Hedge funds have ramped up their bets on pound falling further against the dollar to record levels in the wake of the Brexit vote, new data show.
A Bloomberg analysis of futures and options contracts in sterling held by hedge funds and other large asset managers shows a heavy weight of money betting against the British currency in the week to 9 August.
The net number of contracts (short positions minus long positions) betting on sterling to fall further against the US dollar increased to 90,082 in the week to 9 August.
The data is published weekly by the US Commodity Futures Trading Commission, and the latest figure shows the largest net negative position for sterling since the CFTC started collecting the data in 1992.
Record bets versus sterling

Each contract is worth £62,500 making the total bets against sterling worth around £5.63bn.
There were 125,605 short contracts and only 35,523 short contracts, yielding the market's net short position of 92,082.
There has not been a net long position on sterling since November 2015.
“Whilst we cannot always rely on hedge funds to get it right, market sentiment has declined for Sterling and may do so further as more economic data is released” said Ana Thaker of PhillipCapital.
Sterling endured its biggest single day’s fall in modern history on 24 June as the UK electorate voted to leave the single currency, catching most in the financial markets by surprise.
The pound sank 8 per cent to its lowest value against the dollar since 1985 as traders reacted to the prospect of the UK losing its membership of the single market.

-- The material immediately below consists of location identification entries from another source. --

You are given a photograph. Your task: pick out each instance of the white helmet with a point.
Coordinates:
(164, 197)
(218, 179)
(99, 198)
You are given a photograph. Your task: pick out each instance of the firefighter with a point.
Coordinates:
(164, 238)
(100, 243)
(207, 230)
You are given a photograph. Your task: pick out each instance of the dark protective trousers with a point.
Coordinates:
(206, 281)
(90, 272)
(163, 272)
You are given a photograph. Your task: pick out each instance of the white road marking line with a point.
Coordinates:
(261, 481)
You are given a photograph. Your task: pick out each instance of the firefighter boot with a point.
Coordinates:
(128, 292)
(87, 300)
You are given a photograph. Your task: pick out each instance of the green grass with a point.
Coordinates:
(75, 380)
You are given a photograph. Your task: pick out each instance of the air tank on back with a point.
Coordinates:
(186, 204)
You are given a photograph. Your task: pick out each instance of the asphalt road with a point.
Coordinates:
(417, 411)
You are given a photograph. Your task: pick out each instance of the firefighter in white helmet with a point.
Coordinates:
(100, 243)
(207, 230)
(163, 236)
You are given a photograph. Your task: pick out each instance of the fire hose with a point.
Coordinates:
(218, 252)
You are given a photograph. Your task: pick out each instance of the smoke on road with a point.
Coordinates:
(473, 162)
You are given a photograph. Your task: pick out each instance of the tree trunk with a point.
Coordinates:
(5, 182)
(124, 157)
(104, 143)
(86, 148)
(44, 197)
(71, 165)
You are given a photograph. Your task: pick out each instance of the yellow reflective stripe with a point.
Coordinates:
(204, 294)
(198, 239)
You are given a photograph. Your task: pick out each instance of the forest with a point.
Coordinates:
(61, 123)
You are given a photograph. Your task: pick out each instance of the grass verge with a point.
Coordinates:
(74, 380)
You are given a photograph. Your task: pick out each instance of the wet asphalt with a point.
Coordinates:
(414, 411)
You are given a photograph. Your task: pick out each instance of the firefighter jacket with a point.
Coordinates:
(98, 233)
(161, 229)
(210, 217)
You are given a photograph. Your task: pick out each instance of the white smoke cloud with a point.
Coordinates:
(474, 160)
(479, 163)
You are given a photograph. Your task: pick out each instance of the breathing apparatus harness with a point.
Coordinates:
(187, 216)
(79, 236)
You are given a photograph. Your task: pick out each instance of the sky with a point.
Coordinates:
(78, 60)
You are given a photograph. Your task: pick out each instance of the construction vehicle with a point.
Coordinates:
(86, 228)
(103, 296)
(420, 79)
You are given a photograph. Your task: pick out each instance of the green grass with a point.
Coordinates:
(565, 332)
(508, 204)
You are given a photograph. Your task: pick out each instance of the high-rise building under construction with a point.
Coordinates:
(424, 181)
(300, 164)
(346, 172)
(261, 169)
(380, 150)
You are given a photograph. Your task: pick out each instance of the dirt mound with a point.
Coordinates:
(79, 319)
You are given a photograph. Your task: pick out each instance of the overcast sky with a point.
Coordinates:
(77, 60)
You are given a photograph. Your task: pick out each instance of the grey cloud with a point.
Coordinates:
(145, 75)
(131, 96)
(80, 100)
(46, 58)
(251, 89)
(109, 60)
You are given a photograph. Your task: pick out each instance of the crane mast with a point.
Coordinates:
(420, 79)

After a slight rebound over the past month, the pound is now on a falling trend again and yesterday, the value of sterling fell by almost half a cent to $1.2872.
And against the euro it slipped below €1.15 for the first time in three years.
On a trade-weighted basis sterling is now down 12.4 per cent since the 23 June plebiscite.
Data from the Office for National Statistics on Thursday will show how retail sales – which account for around 30 per cent of household consumption – performed in July in the wake of the Brexit.
This is one of the first items of “hard” economic data from the ONS since the Brexit vote and will be carefully scrutinised by financial markets to see whether the picture is as bad, or better, than feared.
Heavy hints from the Bank of England’s Monetary Policy Committee that the base rate will be cut again later this year have also been weighing on sterling since the rate was slashed to just 0.25 per cent earlier this month and the Bank restarted its asset purchase programme.